If you look at the output from gunicorn on a running server, you will see a lot of events in the json logs that contain what looks like apache combined log format (because that’s exactly what it is). Wouldn’t it be nice to split that wonderful contextual information into separate fields so you don’t have to do that later in your logging platform?

Structlog makes that easy: Just write a processor function.

Processor functions have the following signature:

def some_processor_func(logger,log_method,event_dict):
    # Do something with the event_dict here
    ...
    return event_dict

You can add them to the processing chain in the same way that the timestamper class has been added in the pre_chain list in the configuration above. For this, I borrowed some code from https://www.seehuhn.de/blog/52.html to parse combined log fields into a dictionary and added this to the event_dict like this:

# structlog_helper.py
import re

def combined_logformat(logger,name,event_dict):
    if event_dict.get('logger') == "gunicorn.access":
        message = event_dict['event']

        parts = [
            r'(?P<host>\S+)',  # host %h
            r'\S+',  # indent %l (unused)
            r'(?P<user>\S+)',  # user %u
            r'\[(?P<time>.+)\]',  # time %t
            r'"(?P<request>.+)"',  # request "%r"
            r'(?P<status>[0-9]+)',  # status %>s
            r'(?P<size>\S+)',  # size %b (careful, can be '-')
            r'"(?P<referer>.*)"',  # referer "%{Referer}i"
            r'"(?P<agent>.*)"',  # user agent "%{User-agent}i"
        ]
        pattern = re.compile(r'\s+'.join(parts) + r'\s*\Z')
        m = pattern.match(message)
        res = m.groupdict()

        if res["user"] == "-":
            res["user"] = None

        res["status"] = int(res["status"])

        if res["size"] == "-":
            res["size"] = 0
        else:
            res["size"] = int(res["size"])
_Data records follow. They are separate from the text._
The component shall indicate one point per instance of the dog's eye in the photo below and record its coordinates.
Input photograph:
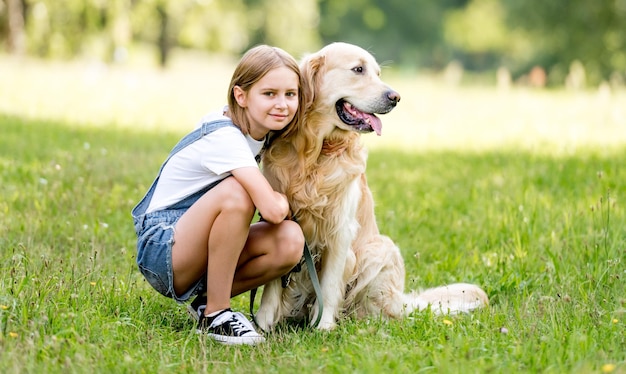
(358, 69)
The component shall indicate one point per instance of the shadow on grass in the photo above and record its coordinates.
(495, 217)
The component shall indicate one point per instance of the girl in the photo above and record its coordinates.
(193, 225)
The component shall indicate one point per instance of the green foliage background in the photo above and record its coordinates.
(417, 34)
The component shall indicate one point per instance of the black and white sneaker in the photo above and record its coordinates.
(228, 327)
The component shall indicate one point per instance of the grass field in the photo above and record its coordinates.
(520, 191)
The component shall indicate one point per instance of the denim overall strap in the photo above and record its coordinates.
(139, 211)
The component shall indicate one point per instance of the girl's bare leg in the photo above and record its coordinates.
(215, 237)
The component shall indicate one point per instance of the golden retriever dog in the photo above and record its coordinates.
(321, 168)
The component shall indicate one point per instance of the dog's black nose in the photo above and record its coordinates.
(393, 96)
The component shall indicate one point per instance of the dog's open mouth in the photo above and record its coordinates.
(358, 120)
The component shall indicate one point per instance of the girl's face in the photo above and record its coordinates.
(271, 102)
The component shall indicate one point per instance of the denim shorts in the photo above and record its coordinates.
(154, 254)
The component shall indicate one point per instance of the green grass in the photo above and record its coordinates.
(543, 233)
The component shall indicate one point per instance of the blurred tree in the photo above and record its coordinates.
(15, 21)
(480, 34)
(565, 31)
(407, 32)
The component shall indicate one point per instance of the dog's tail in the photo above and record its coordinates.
(451, 299)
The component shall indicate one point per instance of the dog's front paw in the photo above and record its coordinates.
(327, 321)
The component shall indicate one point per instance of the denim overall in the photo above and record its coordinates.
(155, 230)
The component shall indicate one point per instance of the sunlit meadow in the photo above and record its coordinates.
(517, 189)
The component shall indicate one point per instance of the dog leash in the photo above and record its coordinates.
(310, 264)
        if res["referer"] == "-":
            res["referer"] = None

        event_dict.update(res)

    return event_dict

Note that the code checks the logger field in the dict to see if it is a gunicorn.access logger, and if so, it tries to parse the entries. To use this helper, you need to import this module, then add the function to the pre_chain list. Example below:

import structlog
from . import structlog_helper # or wherever you decide to put the file

# --- Structlog logging initialisation code
timestamper = structlog.processors.TimeStamper(fmt="%Y-%m-%d %H:%M:%S")
pre_chain = [
    # Add the log level and a timestamp to the event_dict if the log entry
    # is not from structlog.
    structlog.stdlib.add_log_level,
    structlog.stdlib.add_logger_name,
    timestamper,
    structlog_helper.combined_logformat # This does the magic!
]

# rest of config is identical to first version
...

So what do you get? Here’s the output from a demo project I’ve been writing for work. Sorry, I can’t publish the sources:

{"event": "Booting worker with pid: 30099", "level": "info", "logger": "gunicorn.error", "timestamp": "2019-08-15 14:19:14"}
{"event": "Booting worker with pid: 30100", "level": "info", "logger": "gunicorn.error", "timestamp": "2019-08-15 14:19:14"}
{"event": "10.96.78.6 - - [15/Aug/2019:14:19:23 +0000] \"GET /metrics HTTP/1.1\" 200 14134 \"-\" \"Prometheus/2.11.0\"", "level": "info", "logger": "gunicorn.access", "timestamp": "2019-08-15 14:19:23", "host": "10.96.78.6", "user": null, "time": "15/Aug/2019:14:19:23 +0000", "request": "GET /metrics HTTP/1.1", "status": 200, "size": 14134, "referer": null, "agent": "Prometheus/2.11.0"}

As you can see, the access logs are output with the combined log fields split out into their own json entries, ready for parsing by a central logger listening to the container output.

Summary

Structlog is an awesome tool for writing applications that log machine-readable output with context information in fields instead of badly parsable strings. Using this configuration you can easily get gunicorn show context-rich output in json.